Today’s Evolution Friday Topic : Convergent Evolution.
As a student of Ichthyology, I spent a fair amount of time in the lab classifying fish species. Fish inhabit a wide variety of environments: Open ocean, shorelines, estuaries, rivers, streams, lakes, caves and even some extreme environments like arctic waters where the temperature is below freezing. Carl Linneaus (he was working in plants at the time, but his work applies to all living things) noticed that some species were quite similar to one another (such as two species of Oak), but were different than other species. He created a system called Taxonomy, by which he organized species based on these similarities and differences.
One interesting thing about Taxonomy is that something that seem quite similar are in fact quite different. For example, consider sharks, rays, walleye, and flounder. Superficially it seems that the shark and walleye are more similar based on their overall shape. Rays and flounder, on the other hand, while similar to each other, have a much different shape than the shark and walleye. So it would seem that the shark and the fish should be closer together taxonomically, as should the ray and flounder.
But upon closer investigation, it becomes clear that actually the shark and the ray are more similar to each other than either is to the walleye or flounder. And the walleye and flounder are quite similar as well. The shark and ray both have cartilagenous skeletons, whereas the walleye and flounder have bony skeletons. The shark and the ray both have seven gill slits, whereas the walleye and flounder have a single gill structure covered with a bony operculum. The walleye and flounder have different kinds of teeth than the shark and ray. Only the walleye has a swim bladder. Walleye and flounder have scales, the shark and ray have denticles. On a molecular level, the shark and ray share a greater percentage of their nucleic acid sequences than do the flounder and walleye.

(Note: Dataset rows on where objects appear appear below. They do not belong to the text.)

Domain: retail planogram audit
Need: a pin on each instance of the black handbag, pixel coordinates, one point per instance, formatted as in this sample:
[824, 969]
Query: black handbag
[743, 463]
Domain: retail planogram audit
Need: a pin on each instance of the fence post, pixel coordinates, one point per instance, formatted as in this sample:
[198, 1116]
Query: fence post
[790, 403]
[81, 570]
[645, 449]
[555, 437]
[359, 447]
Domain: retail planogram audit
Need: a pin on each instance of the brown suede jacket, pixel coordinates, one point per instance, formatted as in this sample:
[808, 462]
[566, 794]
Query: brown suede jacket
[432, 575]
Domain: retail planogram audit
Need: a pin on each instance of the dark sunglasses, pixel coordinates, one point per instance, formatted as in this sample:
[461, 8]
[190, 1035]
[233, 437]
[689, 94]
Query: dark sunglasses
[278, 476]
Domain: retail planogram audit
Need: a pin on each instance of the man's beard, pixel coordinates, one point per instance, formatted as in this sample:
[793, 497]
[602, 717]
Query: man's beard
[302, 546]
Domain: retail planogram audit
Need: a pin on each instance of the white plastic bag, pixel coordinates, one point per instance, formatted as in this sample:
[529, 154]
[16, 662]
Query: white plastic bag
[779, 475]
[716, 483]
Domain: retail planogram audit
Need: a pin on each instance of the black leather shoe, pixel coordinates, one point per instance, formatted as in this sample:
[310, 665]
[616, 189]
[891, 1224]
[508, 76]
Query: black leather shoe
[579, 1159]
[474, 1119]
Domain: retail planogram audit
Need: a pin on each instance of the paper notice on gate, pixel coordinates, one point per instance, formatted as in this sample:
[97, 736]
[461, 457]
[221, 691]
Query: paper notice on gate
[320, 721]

This presents a riddle for Creationists. Why are similar functions “designed” in different ways. Both the ray and the flounder are bottom dwellers that move about using vertical oscillations of their limbs, but their structural make-up are radically different. Furthermore, why is the flounder built with a bizarre twisted face, so that one eyeball isn’t wasted staring at the mud? Wouldn’t it make more sense for a designer to build a flounder with its eyes evenly spaced on top? Why would a designer reinvent muscle fibers, skin coverings, neural circuitry, etc. to achieve the same purpose?
These strange observations are easily explained by the theory of evolution. The flounder and they walleye are descended from a common ancestor that looked much like the walleye does today. However, in one lineage, flounder’s ancestors found a good living was to be had by hiding on the sea floor. Eventually random changes accumulated that made flounder’s nearer ancestors more successful at that; it learned to swim on its side, its face started to twist, etc…. A similar process happened with the ray. An ancestral fish, probably lived in a way similar ot the dogfish (a kind of shark) does today — by skulking around on the bottom. Fins got longer and longer, as fish with bigger fins could skulk better. Eventually the fish looked and swam more and more like a ray.
This process by which two species acheive similar functionality via different processes is called convergent evolution. For the flounder and the ray, each acheive the abilities so hide on the bottom of the ocean and swim with vertical oscillations — but acheived them through separate processes. The natural world is filled with other examples of this process. Evolution explains it; creation science cannot.